(1926 – 1972)
Manolo Millares played an important role in the development of postwar abstract painting in Spain. Born in Las Palmas in the Canary Islands, he was self-taught as an artist and his early work, the’ pictografías canarias,’ reveals both the influence of surrealism, as practiced by Miró and Klee, and the art of the indigenous Guanche culture of his homeland. In 1955, Millares moved to Madrid, where he became a leading member of the postwar avant-garde. Two years later, he co-founded the group ‘El Paso’ (The Step), along with fellow painters Antonio Saura, Luis Feito, and Rafael Canogar. The formation of ‘El Paso’ represented a movement by the Spanish modernists to forge links with the European avant-garde, specifically the French Art Informel movement, after several decades of isolation due to the Spanish Civil War and the Franco dictatorship. ‘El Paso’ was an influential precursor to contemporary Spanish artists such as Antoni Tàpies and Miquel Barceló.

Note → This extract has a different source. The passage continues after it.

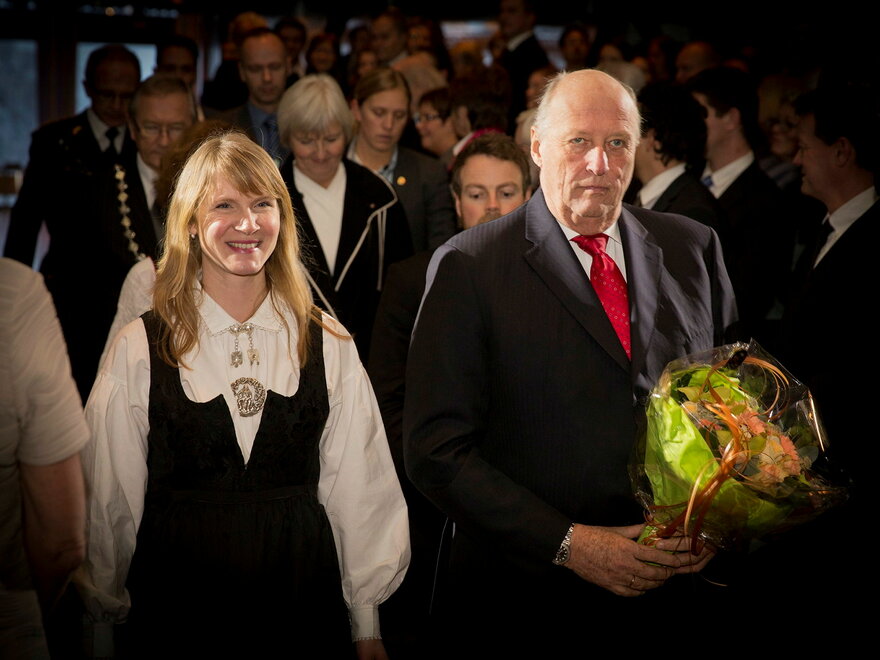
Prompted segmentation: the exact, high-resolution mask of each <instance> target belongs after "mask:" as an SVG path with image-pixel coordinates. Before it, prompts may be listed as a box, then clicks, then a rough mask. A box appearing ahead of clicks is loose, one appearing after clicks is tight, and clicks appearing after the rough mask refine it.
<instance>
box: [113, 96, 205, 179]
mask: <svg viewBox="0 0 880 660" xmlns="http://www.w3.org/2000/svg"><path fill="white" fill-rule="evenodd" d="M192 121H193V117H192V105H191V101H190V99H189V98H187V96H186V95H185V94H166V95H165V96H142V97H140V98H139V99H138V104H137V108H136V109H135V116H134V117H132V121H131V122H130V125H129V128H130V130H131V136H132V138H134V142H135V144H136V145H137V148H138V153H139V154H140V156H141V158H142V159H143V160H144V162H145V163H146V164H147V165H149V166H150V167H151V168H153V169H154V170H156V171H158V170H159V164H160V163H161V161H162V156H163V155H164V154H165V152H166V151H168V148H169V147H170V146H171V145H172V144H174V142H175V141H177V140H178V139H179V138H180V136H181V135H182V134H183V132H184V131H185V130H186V129H187V128H189V126H191V125H192Z"/></svg>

Around 1955, Millares began creating paintings and mixed-media collages, primarily in black and white, that were inspired by the clothes used to shroud the mummies buried on the Canary Islands. The heavy ground is punctuated by light calligraphic lines and areas of bright white that create a powerful tension between density and void—the paintings are, in his words, an “art of explosion and protest, of a passionate means of expression that destroys itself so as to rebuild itself ipso facto from its ruins.”